Pesky bandwidth issues
In many cases, organizations create data at a rate that far exceeds what could realistically be backed up to the cloud given the amount of internet bandwidth that is available. Deduplication and other data reduction technologies can help with this issue, but bandwidth limitations will always exist.
Speaking of bandwidth limitations, the backup process must not be disruptive to other aspects of the business. Some broadband internet providers do not handle uploads very well. A provider may cap the total amount of data that can be uploaded within a given month or limit upload speeds in a way that makes them far slower than the provider's download speeds. Similarly, with some services, routine internet usage may slow to a crawl when a large upload is in progress. Although these cloud backup problems tend not to affect the enterprise as much, smaller organizations are often surprised by the impact that backing up to the cloud has on their internet service.

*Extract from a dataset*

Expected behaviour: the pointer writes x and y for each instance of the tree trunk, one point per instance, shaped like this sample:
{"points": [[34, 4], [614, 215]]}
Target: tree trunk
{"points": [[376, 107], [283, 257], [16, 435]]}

Cloud backup costs are two-directional
Organizations that are just getting started with cloud backups often underestimate the cost. Traditional, on-premises backups tend to have easily identifiable costs. An organization may, for example, have costs associated with backup media and with backup software licenses. These costs are fixed and relatively predictable. Conversely, cloud backup problems can come in the form of widely varying costs that often increase steadily over time.
There are two main costs that come into play with cloud backups. The first is the data storage cost imposed by the cloud service provider. Unlike backups made on premises, an organization never actually owns the cloud backup media. Instead, the provider leases the media on a monthly basis. Hence, organizations backing up to the cloud can expect to pay a monthly fee for each gigabyte of storage used.
The other cost associated with cloud data backups is the transfer cost. Cloud providers tend to bill their customers for both the upload and download of data. This is in addition to the ongoing storage costs. Furthermore, some internet service providers also bill their customers based on the amount of data that is transferred within a given month. Backing up data to the cloud increases internet data transfers, thereby also potentially increasing costs. To get around these potential cloud backup problems, organizations should make sure to carefully anticipate how much storage and transfer will cost.